Since Senor Lubetkin left the agency last month for a cushy dlrs 25,000 a month sinecure at the UN Food and Agriculture Organisation, IPS “is conducting an external evaluation process, at the request of ‘one candidate’ to the post of DG of IPS,” a well-placed source told Italian Insider. “The process is classified, let alone its conclusions.”

The source added: “All know who the requesting candidate is, but nobody openly mentions him by name: World Bank's Sergio Jellinek of Uruguay. The evaluator, (is) Spanish consultant Luis Arroyo, chosen by Jellinek and officially approved by former DG (and Jellinek's old buddy) Mario Lubetkin. IPS is paying for half of the undisclosed fee; it has not been revealed who pays the other half.”

 Insider reported last year that IPS staffers and supporters believe Signor Lubetkin, an unctuous Uruguayan, “left IPS in ruins.”  As befits a respected campaigner for worldwide press freedom, Senor Lubetkin responded by denouncing the Insider to Italian judicial authorities for alleged defamation.

  Senor Jellinek came second in the selection process, but he has a plus over his rivals; an unnamed "investor," who is said to be willing to put money if there is a viable project for IPS. “Everybody knows this investor can be no other but Argentina's former Interior Minister Jose Luis Manzano, who sat at an IPS Support Group meeting hosted by FAO last year,” an IPS insider added.

 “This group is usually composed of institutional donors. In it, Manzano advanced some of the ideas the evaluation draft report is now recommending.”
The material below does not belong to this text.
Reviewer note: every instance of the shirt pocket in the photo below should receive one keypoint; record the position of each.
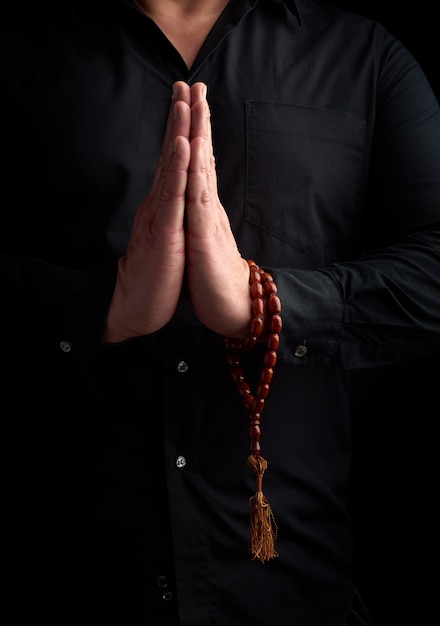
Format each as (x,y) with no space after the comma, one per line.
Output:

  After a series of interviews, the evaluators concluded that IPS in its current format is not only unviable but it can hardly be seen as what it claims to be. It describes it as invisible in the media and the Internet. In other words, it says that Lubetkin's leadership had lied for years about the agency's actual reach and impact, the sources claimed.

 According to the sources, the report stresses that a disproportionately high chunk (over 70 percent) of the agency's budget goes to administrative costs and editorial full-time staff, against 18 percent for stringers, who produce the actual copy (no wonder IPS stringers' fees are so pisspoor). Editors' productivity, according to the report, is “appalling” -- at least 30 times less than that of news agency colleagues elsewhere.

  Neither the report nor IPS top officials have come up with a detailed disclosure of IPS finances. In fact, such detailed reports have not been made available to Management since IPS Christian Democrat founder Roberto Savio left the top job in 2002. “The new DG is ostensibly supposed to take up a broken organisation without prior knowledge of its budget and accounts” one observer commented.

  Evaluators propose an alternative format for IPS, which, it is made clear, would please the "investor" -- become a private company and explore other areas of work besides putting out a small news service. This new format would amount to a "refoundation" which some have warned would make IPS lose its UN status of not-for-profit international NGO (losing therefore privileges such as tax-free operations and donations).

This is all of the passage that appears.